365 Media Group is a now dormant sports media company that once employed over 100 people in Leeds, England and Cape Town, South Africa.

Between 2001 and October 2006, the company was known as ukbetting plc and grew through the acquisition of a number of businesses including: ukbetting.com Ltd, PA Sporting Life Ltd, the UK assets of the Sportal and Sports.com, TEAMtalk Media Group plc and Rivals Digital Media Ltd.

In January 2007, 365 Media Group was itself acquired by British Sky Broadcasting and the company now operates as a division of Sky Sports. Later that year, in June 2007, the company's totalbet and ukbetting gaming brands were absorbed into Sky Bet, Sky's own betting brand.

TEAMtalk, PlanetF1, PlanetRugby, Golf365, Cricket365 and Football365 are now part of Planet Sport Ltd's Planet Sport Network.

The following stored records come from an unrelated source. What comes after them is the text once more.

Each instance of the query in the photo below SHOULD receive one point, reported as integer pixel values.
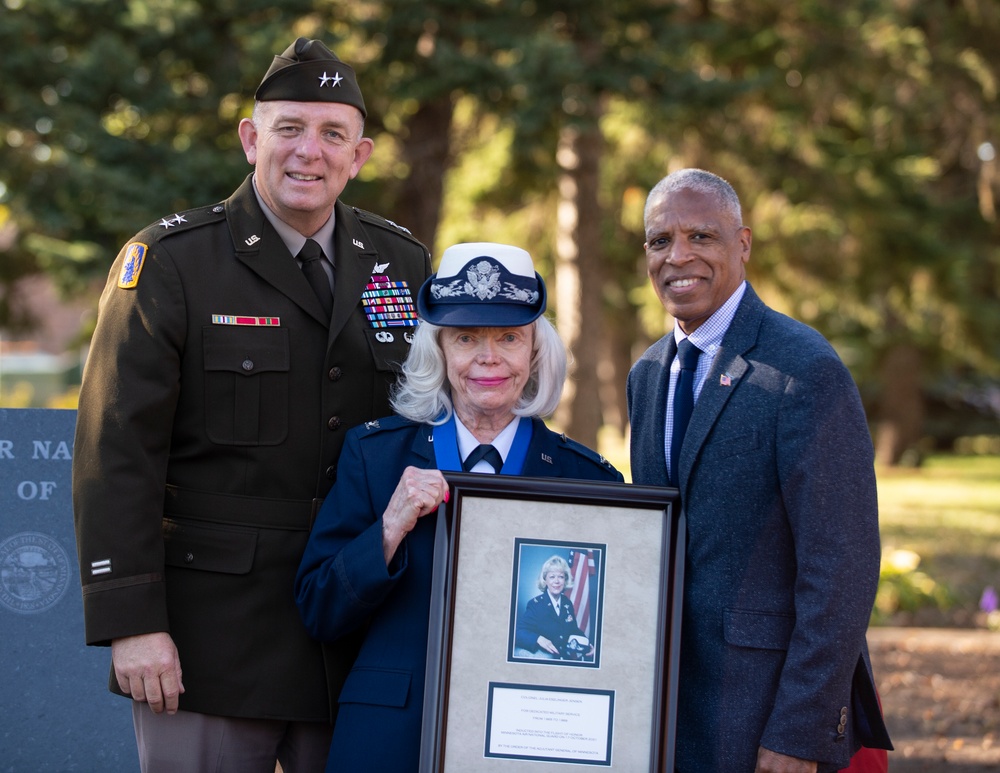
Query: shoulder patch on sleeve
(385, 424)
(135, 256)
(587, 453)
(372, 219)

365 Media Group ran a network of sports news and content websites, including TEAMtalk, PlanetF1.com, Football365, sportinglife.com and Sportal. The company was also involved in content syndication to other media owners and mobile network operators.

==TEAMtalk==
TEAMtalk.com is the name of a football-related website based in Leeds since 1996 when it was launched by Bill Wilson's IMS PLC. The site grew out of the premium rate football phonelines phenomenon of the early 1990s, developing into a website with a tabloid media style of reporting. The site has sections for all clubs in the FA Premier League, and features Your Say sections which allow the users of the site to comment on the football stories of the day. TEAMtalk briefly ran an AM radio station, TEAMtalk 252, broadcasting from Ireland using the equipment of Atlantic 252, which both opened and closed in 2002.

TEAMtalk Broadcast and its sister company TEAMtalk Satellite were taken over and renamed by Headland Media in May 2008. As of 2021, TEAMtalk.com is published by Planet Sport Ltd in Leeds.